Par un bel après-midi de vadrouille, les deux femmes, bras dessus, bras dessous, admiraient la devanture d’une bijouterie fantaisie. La vitrine leur offrait les reflets chatoyants des pierreries, la délicate opalescence des rivières de perles, l’opulence des bracelets en or ou encore le scintillement des colliers moirés d’ombre et de lumière disposés de façon si attrayante qu’ils en hypnotisaient le chaland. Elles ne savaient plus où donner de la tête tant l’étalage regorgeait de trésors lorsqu’elles tombèrent simultanément en arrêt devant un magnifique sautoir d’or rose agrémenté de perles grises, de perles noires et de petits cercles de diamants. L’ensemble finement agencé dégageait une impression de légèreté et de raffinement. Ma belle-mère tira sa mère par la manche en franchissant le seuil d’un pas décidé : « Viens, maman, on va l’essayer ! »
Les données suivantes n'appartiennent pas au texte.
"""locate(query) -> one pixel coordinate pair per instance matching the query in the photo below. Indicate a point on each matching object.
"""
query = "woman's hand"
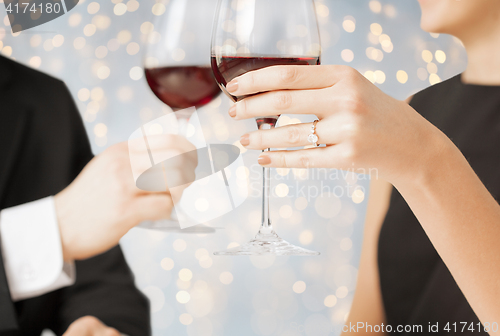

Dans l’espace feutré de la boutique, une vendeuse fort aimable les salua et les invita à s’asseoir d’un geste de la main. Dans la foulée, elle attacha le sautoir au cou de Bobonne tout en en vantant habilement la facture : « Oh, Madame, il vous va très bien, les perles de Tahiti rehaussent l’éclat de votre teint, et la délicatesse de cette pièce convient parfaitement à vos traits fins. »

Ma belle-mère pensa que la vendeuse en faisait trop, elle voulait vraiment le vendre, ce collier ! Mais, devant le sourire béat de Bobonne, elle se hasarda à questionner la joaillière :

— Combien coûte-t-il ?

— 800, Madame

— Parfait, on le prend.

Alors que ma belle-mère sortait ses billets, Bobonne, rebelle, plongea à son tour la main dans son sac pour en sortir son portefeuille.

— Non, Liliane, laisse-moi payer.

— Pas question, maman, je tiens à te faire ce petit cadeau, je vois que cela te fait plaisir.

— Oui, ça me fait plaisir, mais tu as déjà tellement de frais, je peux parfaitement me le payer, et en plus, je te le prêterai si tu as une sortie !

— Non, maman, j’insiste. Tenez Madame, le compte y est !

Elle tend les 800 francs belges, soit 20 euros à la vendeuse qui, rougissant tout à coup, rectifia :

— Pardon Madame, je voulais dire 800.000 francs (20.000 euros) !

Ma belle-mère et Bobonne la regardèrent, interloquées avant… d’éclater de rire. C’était pas donné pour une petite breloque dans une bijouterie « fantaisie » ! Bonne perdante, l’imperturbable vendeuse conclut dans la bonne humeur : « Vous aurez au moins eu le plaisir de porter ce magnifique bijou pendant quelques instants ! »

J’aurais payé cher, moi aussi, pour voir la tête de la bijoutière face à ces deux clientes qui succombant au quart de tour à une lubie, se chamaillaient affectueusement pour débourser avec un facilité déconcertante 20.000 euros en liquide. Ce qui est sûr, c’est qu’elles ont ri comme deux folles dans le tram tout au long du trajet du retour.

Je pense souvent avec tendresse à notre Bobonne qui nous a laissé en héritage un joli miroir ancien ciselé. Au moindre rayon de soleil, il décore les murs de ma chambre de mille minuscules arcs-en-ciel, comme autant de sourires.